Все это действительно позорно и постыдно, — но мы не были бы справедливы, если бы сказали, что этот позор и поношение человека доставляли бы кому-нибудь из всех присутствующих здесь хотя бы самую малую тень удовольствия, даже истцу (разве только в самых крайних случаях врожденной жестокости, проявления которой не чужды деревенской жизни), — это постыдное безобразие не всегда доставляет должное удовлетворение и успокоение. Все, — не говоря уже о том адском состоянии духа, которое уносит в своей душе из волостного амбара наказанный, — испытывают тяготу сознания постыдного, неправедного дела, до того неправедного и постыдного, что ощущается жажда новой выпивки, чтобы искусственно себя оскотинить, ожесточить, привести исковерканную бессмысленно-жестоким поступком душу в нормально-бессовестное состояние, то есть в такое состояние, чтобы пьяный мозг мог подыскать какой-нибудь пьяный аргумент для мало-мальски спокойной уверенности, что бессовестность эта почему-то нужна.

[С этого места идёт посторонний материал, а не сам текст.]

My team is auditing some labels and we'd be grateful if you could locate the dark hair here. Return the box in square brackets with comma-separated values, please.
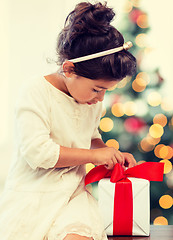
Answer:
[57, 2, 136, 80]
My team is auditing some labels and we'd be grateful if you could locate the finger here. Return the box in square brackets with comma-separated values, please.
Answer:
[105, 159, 114, 170]
[112, 156, 118, 166]
[114, 151, 125, 165]
[124, 153, 136, 168]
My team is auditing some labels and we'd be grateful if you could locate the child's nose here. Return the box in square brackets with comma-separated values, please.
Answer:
[97, 90, 106, 102]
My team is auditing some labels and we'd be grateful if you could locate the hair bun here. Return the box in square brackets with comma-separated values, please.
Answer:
[66, 2, 115, 37]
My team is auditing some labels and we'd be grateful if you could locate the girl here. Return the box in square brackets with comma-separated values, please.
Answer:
[0, 2, 136, 240]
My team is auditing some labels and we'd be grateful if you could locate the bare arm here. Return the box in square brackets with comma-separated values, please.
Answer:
[54, 139, 124, 169]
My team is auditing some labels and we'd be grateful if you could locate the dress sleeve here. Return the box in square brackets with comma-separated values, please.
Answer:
[15, 80, 60, 170]
[91, 103, 103, 139]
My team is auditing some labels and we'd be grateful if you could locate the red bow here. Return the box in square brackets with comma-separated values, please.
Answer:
[85, 162, 164, 235]
[85, 162, 164, 185]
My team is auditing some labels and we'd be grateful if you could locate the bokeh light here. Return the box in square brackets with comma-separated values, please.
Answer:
[139, 138, 155, 152]
[159, 145, 173, 159]
[131, 0, 140, 7]
[132, 78, 147, 92]
[149, 124, 164, 138]
[153, 216, 168, 225]
[153, 113, 167, 127]
[161, 97, 173, 112]
[146, 134, 161, 145]
[111, 103, 124, 117]
[100, 117, 114, 132]
[159, 195, 173, 209]
[154, 144, 165, 158]
[106, 139, 119, 150]
[135, 33, 148, 48]
[123, 1, 133, 13]
[136, 14, 148, 28]
[147, 92, 162, 107]
[124, 101, 137, 116]
[160, 159, 172, 174]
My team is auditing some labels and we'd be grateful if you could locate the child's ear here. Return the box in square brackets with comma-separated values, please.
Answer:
[62, 60, 74, 77]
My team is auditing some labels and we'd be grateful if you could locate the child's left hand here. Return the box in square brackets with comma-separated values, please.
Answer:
[121, 152, 137, 168]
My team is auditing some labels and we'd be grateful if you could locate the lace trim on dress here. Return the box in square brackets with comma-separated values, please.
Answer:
[43, 223, 107, 240]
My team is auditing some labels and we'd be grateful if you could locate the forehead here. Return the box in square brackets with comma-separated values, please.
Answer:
[91, 79, 118, 89]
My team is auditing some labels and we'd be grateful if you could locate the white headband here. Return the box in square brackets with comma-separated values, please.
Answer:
[68, 41, 133, 63]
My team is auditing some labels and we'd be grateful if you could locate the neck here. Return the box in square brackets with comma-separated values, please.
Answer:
[44, 72, 70, 96]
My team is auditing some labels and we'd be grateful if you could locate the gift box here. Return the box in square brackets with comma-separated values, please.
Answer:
[85, 162, 164, 236]
[98, 178, 150, 236]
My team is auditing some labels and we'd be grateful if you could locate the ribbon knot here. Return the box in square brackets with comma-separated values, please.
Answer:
[85, 162, 164, 185]
[85, 162, 164, 235]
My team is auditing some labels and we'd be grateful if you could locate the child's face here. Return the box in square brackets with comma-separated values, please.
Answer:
[65, 74, 118, 105]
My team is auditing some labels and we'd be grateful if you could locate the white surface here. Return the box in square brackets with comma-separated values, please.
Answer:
[98, 178, 150, 236]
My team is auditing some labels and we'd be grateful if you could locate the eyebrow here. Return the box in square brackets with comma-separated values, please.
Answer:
[95, 85, 107, 89]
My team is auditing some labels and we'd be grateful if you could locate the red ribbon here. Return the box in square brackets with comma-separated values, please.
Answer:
[85, 162, 164, 235]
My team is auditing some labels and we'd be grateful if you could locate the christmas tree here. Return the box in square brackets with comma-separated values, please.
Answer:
[87, 0, 173, 225]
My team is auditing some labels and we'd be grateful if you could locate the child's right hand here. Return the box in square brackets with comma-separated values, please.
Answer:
[92, 147, 125, 169]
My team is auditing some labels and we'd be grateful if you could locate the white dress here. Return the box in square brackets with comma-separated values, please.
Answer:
[0, 77, 107, 240]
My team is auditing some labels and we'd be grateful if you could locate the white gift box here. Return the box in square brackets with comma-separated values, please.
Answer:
[98, 177, 150, 236]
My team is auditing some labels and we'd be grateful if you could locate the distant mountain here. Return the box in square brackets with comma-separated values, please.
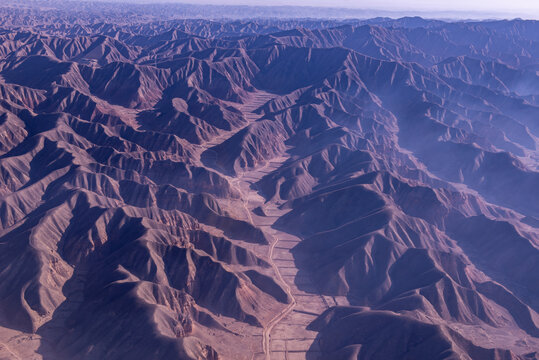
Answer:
[0, 1, 539, 360]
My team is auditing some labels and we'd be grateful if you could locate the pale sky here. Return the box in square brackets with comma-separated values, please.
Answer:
[181, 0, 539, 18]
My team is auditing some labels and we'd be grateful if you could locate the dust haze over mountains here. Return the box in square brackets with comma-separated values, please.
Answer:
[0, 0, 539, 360]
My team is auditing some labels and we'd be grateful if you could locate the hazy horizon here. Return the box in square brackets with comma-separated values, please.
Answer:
[74, 0, 539, 19]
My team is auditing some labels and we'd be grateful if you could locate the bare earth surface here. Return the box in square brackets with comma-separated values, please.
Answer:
[0, 0, 539, 360]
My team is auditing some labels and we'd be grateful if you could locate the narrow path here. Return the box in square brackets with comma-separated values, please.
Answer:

Вот именно такая картина и представилась нам, когда мы в газетной заметке прочитали фразу "мелкие взносы поступают". Но как только представилась эта картина, так мысль наша невольно остановилась на том состоянии духа всех виновников этого невеселого рисунка, о котором было говорено выше. Отчего происходит это нелепое состояние духа и отчего это нелепое состояние духа не воспитывает в виновниках его решительного стремления исцелиться от него, прекратить бесплодную и унизительную нелепицу, а, напротив, имеет в своем основании какое-то тоже, очевидно, нелепое и непостижимое, но тем не менее достаточно твердое "нельзя", от которого можно получить забвение только в сивухе?